Al tijdens haar jeugd in een dichtbebouwde voorstad van Rotterdam verwondert Li An Phoa zich over de wildernis in de buurt, het mos tussen de stoeptegels en de reigers in de sloten. Als twintiger trekt ze voor het eerst de echte wildernis in. Tijdens een kanotocht door het Canadese Noordpoolgebied ontdekt ze dat ze uit de rivier kan drinken. Maar als ze drie jaar later terugkeert kan dat niet meer: de rivier is vergiftigd, het ecosysteem verstoord. Die ervaring vormt het begin van een ambitieus initiatief, ‘Drinkable Rivers’, waarmee Phoa wereldwijd aandacht vraagt voor het belang van gezonde rivieren en mensen aanspoort tot actie. In dit boek, een rijk weefsel van reisverhaal, memoires, reportage, filosofische overpeinzing en poëzie neemt Li An Phoa de lezer mee op haar avonturen langs rivieren op vier continenten. Te voet legt ze meer dan 15.000 kilometer af en ervaart de diepe verbondenheid tussen alles wat leeft. Ze ontmoet beren, ratelslangen en libellen en spreekt boeren, schrijvers en ecologen. Met haar originele blik en ontwapenende aanpak stelt ze doorlopend de vraag: hoe kunnen onze rivieren weer drinkbaar worden?

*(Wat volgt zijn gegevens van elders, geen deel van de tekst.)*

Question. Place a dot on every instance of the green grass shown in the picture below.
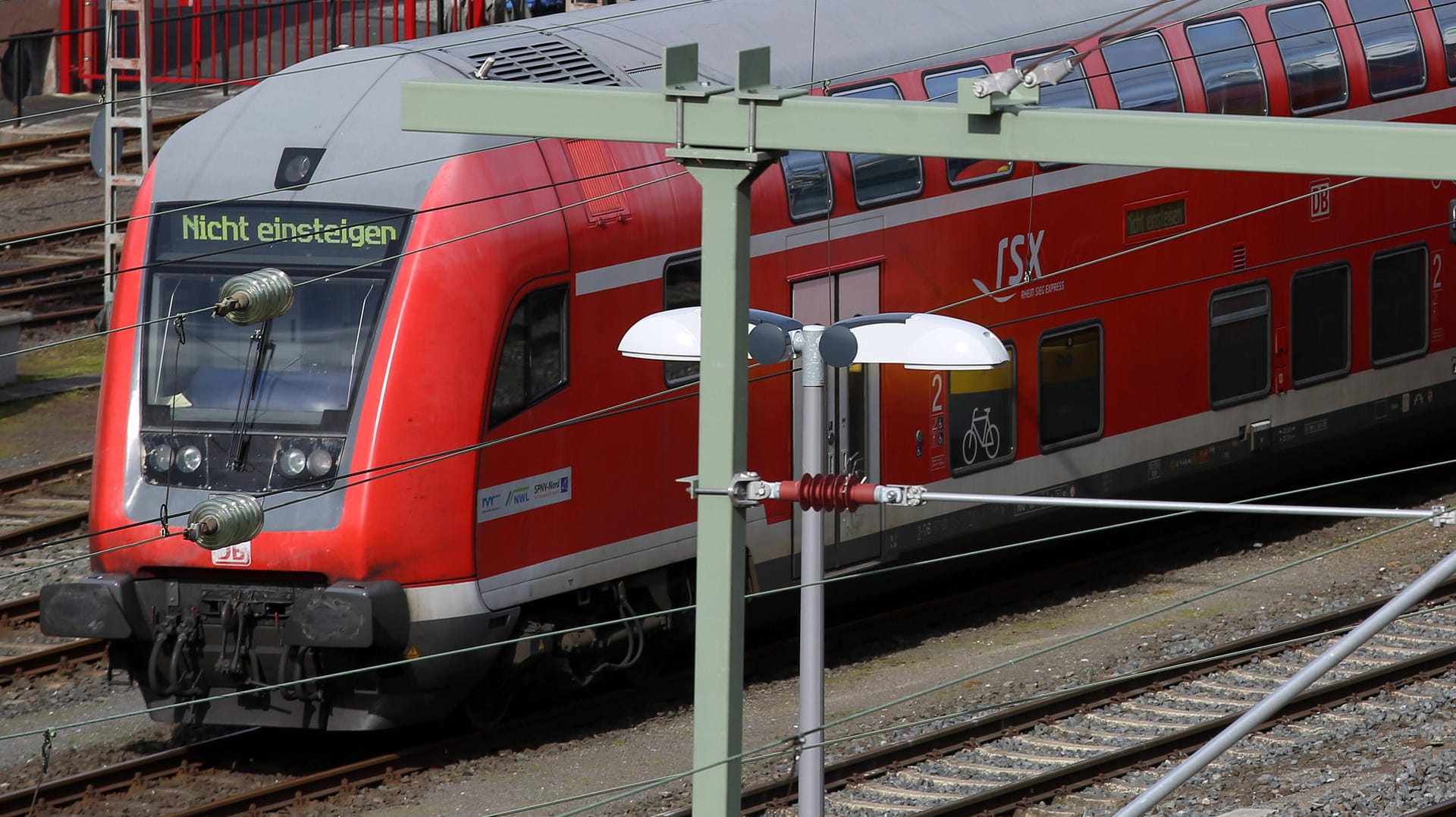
(66, 360)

Dit boek neemt je mee naar vele landen, maar in heb bijzonder naar rivieren.
Bekende zoals de Maas, maar ook onbekende de Rupert. Rivieren, het belang ervan voor ons mensen, maar ook voor de natuur. De schrijfster neemt je mee in haar verhaal en het lijkt of jezelf op reis bent. Veel van geleerd van dit boek. Ik ga het nog eens doorlezen en de rivieren die ze noemt en waar ze loopt opzoeken. Wel een boek waar je de tijd voor moet nemen.